La place financière suisse a encore des progrès à faire en matière de responsabilité, de régulation et de surveillance, selon un expert de l'ONU. Elle doit accentuer ses efforts pour que les droits humains soient appliqués dans le domaine financier.
'La Suisse constitue un centre financier international important avec une industrie bancaire et un pôle en matière de commerce de produits', a déclaré Juan Pablo Bohoslavsky mercredi à Berne, face à la presse. L'Etat tout comme le secteur financier sont appelés à jouer un rôle important afin de contrer les répercussions négatives découlant du phénomène des flux financiers illicites sur les droits de l'homme.
L'expert indépendant des Nations Unies sur la dette extérieure et les droits de l'homme était en visite en Suisse du 25 septembre au 4 octobre. Sa mission était d'examiner les efforts déployés par le pays pour contrer les flux illicites. Dans ce but, il a rencontré des parlementaires, des représentants de la société civile, des autorités, des secteurs commerciaux et financiers, ainsi que du monde académique.
Risque toujours présent
La Suisse a pris de nombreuses mesures depuis 2008, afin de rétablir la réputation de son secteur bancaire, a indiqué l'expert de l'ONU. Le risque que la place financière suisse soit utilisée à des fins de blanchiment d'argent n'est toutefois pas entièrement banni.
Pour exemple, plusieurs banques suisses se sont retrouvées impliquées dans l'affaire de corruption concernant le groupe pétrolier brésilien Petrobras. Or le constat est le même pour le scandale du détournement de fonds souverain malaisien, connu sous le nom de 1MDB.
M. Bohoslavsky a salué le fait que l'organe de surveillance des marchés financiers, la FINMA publie des rapports annuels depuis 2014 sur les procédures ouvertes. Il a néanmoins regretté que ne soient pas mentionnés les noms de toutes les banques épinglées en raison de leur manque de diligence dans des affaires touchant des personnalités exposées sur le plan politique.
Durant ces trente dernières années, la Suisse a restitué deux milliards de dollars de fortune acquise illégalement. Elle a également gelé des avoirs suspects pour des montants correspondant à plusieurs centaines de millions de dollars. Il n'est toutefois pas possible actuellement de geler la fortune d'un dirigeant encore au pouvoir.
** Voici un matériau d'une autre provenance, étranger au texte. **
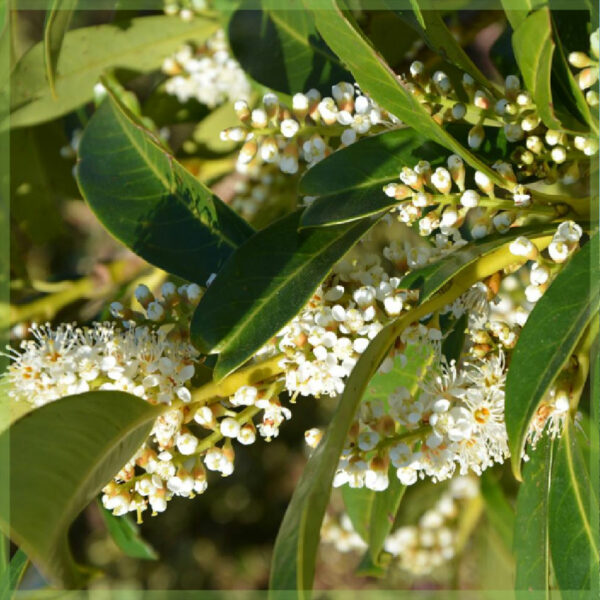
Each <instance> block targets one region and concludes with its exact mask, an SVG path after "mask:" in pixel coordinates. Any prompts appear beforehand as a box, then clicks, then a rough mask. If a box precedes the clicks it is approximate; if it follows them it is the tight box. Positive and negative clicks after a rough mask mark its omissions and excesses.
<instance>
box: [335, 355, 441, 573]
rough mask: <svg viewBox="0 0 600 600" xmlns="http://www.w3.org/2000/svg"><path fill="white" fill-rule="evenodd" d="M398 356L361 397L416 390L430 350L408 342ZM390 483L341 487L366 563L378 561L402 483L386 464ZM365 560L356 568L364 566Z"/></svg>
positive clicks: (425, 366) (397, 356) (381, 373)
mask: <svg viewBox="0 0 600 600" xmlns="http://www.w3.org/2000/svg"><path fill="white" fill-rule="evenodd" d="M404 356H405V357H406V363H404V360H403V358H402V357H400V356H397V357H396V358H395V360H394V365H393V367H392V369H390V371H388V372H386V373H376V374H375V375H374V376H373V377H372V378H371V380H370V381H369V384H368V386H367V389H366V390H365V393H364V398H365V400H367V399H368V400H373V399H380V400H381V401H383V402H384V403H385V402H387V398H388V397H389V396H390V394H392V393H393V392H394V391H395V390H396V389H397V388H399V387H406V388H407V389H408V390H409V391H410V393H411V394H414V393H415V392H416V390H417V386H418V383H419V380H420V379H421V378H422V376H423V374H424V371H425V369H426V368H427V366H428V365H429V364H430V362H431V360H432V358H433V354H432V352H431V350H430V348H428V347H419V346H408V347H407V348H406V352H405V354H404ZM389 479H390V485H389V487H388V488H387V489H386V490H385V491H383V492H374V491H373V490H369V489H367V488H357V489H353V488H351V487H349V486H344V487H343V488H342V496H343V498H344V504H345V506H346V511H347V512H348V516H349V517H350V520H351V521H352V525H353V527H354V529H355V530H356V532H357V533H358V534H359V535H360V536H361V537H362V539H363V540H364V541H365V542H366V543H367V544H368V546H369V555H370V566H373V567H375V568H377V567H378V566H381V565H380V553H381V549H382V548H383V543H384V541H385V538H386V537H387V536H388V534H389V533H390V531H391V530H392V527H393V525H394V520H395V517H396V513H397V512H398V508H399V506H400V502H401V500H402V496H403V495H404V491H405V489H406V488H405V486H403V485H402V484H401V483H400V481H399V480H398V478H397V477H396V469H395V468H393V467H392V466H390V472H389ZM366 568H367V563H365V564H364V565H362V566H361V567H360V568H359V570H360V569H366Z"/></svg>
De plus, les procédures de restitution des fonds détournés durent souvent très longtemps.
Mesures faibles
Les sanctions pénales prévues à l'encontre des organismes ayant favorisé la soustraction fiscale sont jugées faibles par l'expert de l'ONU. Est considéré comme infraction le fait de frauder ou d'aider quelqu'un à frauder l'administration suisse. Or ce même délit n'est pas puni si le préjudice est causé par une personne étrangère, qui fraude les autorités fiscales de son pays.
Cela soulève la question de la proportionnalité des peines. Il faudrait de plus examiner dans quelle mesure les sanctions pénales en cas de criminalité économique sont suffisantes, selon M. Bohoslavsky.
Cette visite s'inscrit dans une série de missions à portée similaire entreprises cette année. 'Je souhaite mieux comprendre les défis liés à l'identification et au retour des fonds aux personnes qui ont été volées', a indiqué l'expert, qui s'est également rendu en Tunisie et au Panama. Il doit remettre son rapport complet en mars 2018 au Conseil des droits de l'homme de l'ONU.